The owner, Mr. Hamley, surveyed the two of them and apparently recognized instantly that while Rose looked like a tattered little crow, Thorn planned to buy her whatever she wished. Consequently, he began treating Rose like one of the royal princesses.

As Hamley introduced Rose to the very best dolls to be found in all England (according to him), Thorn wandered away and discovered the wooden balls meant for playing croquet. He picked one up, tested its weight, tossed it from hand to hand. It would be interesting to try to make a rubber ball. It might even be possible to make it bounce. . . .

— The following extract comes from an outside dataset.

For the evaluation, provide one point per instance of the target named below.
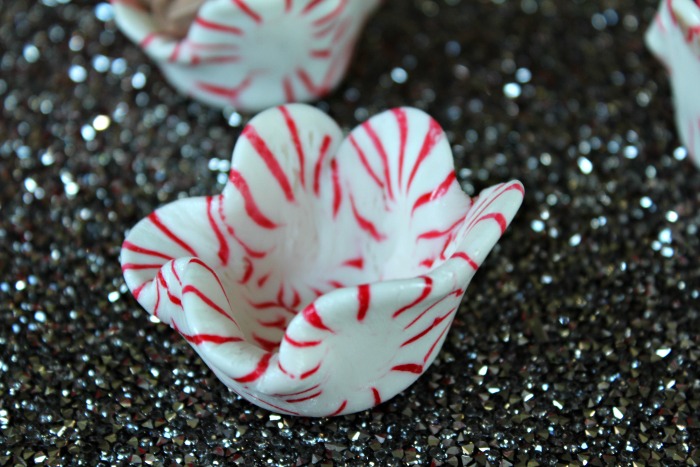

He was thinking about that when Rose came to fetch him. She had found the perfect doll, with real hair, bright blue eyes, and movable joints. “I shall call her Antigone,” Rose told him.

It seemed like an odd name to Thorn, but what did he know? He distinctly remembered that his sister Phoebe had a girl doll she named Fergus.

Twilight was falling by the time Rose selected an appropriate wardrobe for her new doll. Antigone had a morning dress for making calls, a velvet evening dress, and a riding habit with cunning tiny buttons running up the front in a double row. She had a soft woolen pelisse that was nearly the same green as Rose’s, a nightdress, and a little pile of undergarments that included knitted stockings as gossamer as cobwebs. Plus an umbrella.

“Perhaps a presentation gown?” Mr. Hamley asked. He opened a special box lined in white silk. Inside was a white gown that came with several ruffled petticoats and a set of hoops that would make Antigone absurdly wide. It was swagged in white lace and embroidered with tiny dangling pearls.

Rose gasped and reached out a finger to touch the satin. But she firmly shook her head. “It would be wasteful to own a gown that was worn only to meet the queen.”

Thorn crouched down and said, “Sweetheart, your father gave you to me because I have more money than I know what to do with. Do you think that Antigone would like to be presented to the queen?”

Rose nodded.

There were no more tears on the way home, and Rose happily danced away to introduce Antigone to Mrs. Stella and the upstairs maid, who would serve as nursemaid until they hired one.

The next morning in the carriage Rose said, with a distinct ring of defiance in her voice, “Antigone and I would have been perfectly happy spending the day with Fred. I dislike the country.”

In fact, Antigone did appear to be regarding Thorn with a very impertinent expression, but he merely said, “Until we find a governess, you will go wherever I go, and I need to pay a visit to Starberry Court.”

“I find it quite incomprehensible that I should accompany you. Children are to be seen and not heard. Everyone knows that.” Rose removed her doll’s pelisse, drew a tiny sheet of foolscap from her pocket, and propped it up on Antigone’s legs.

“What is she reading?” Thorn inquired.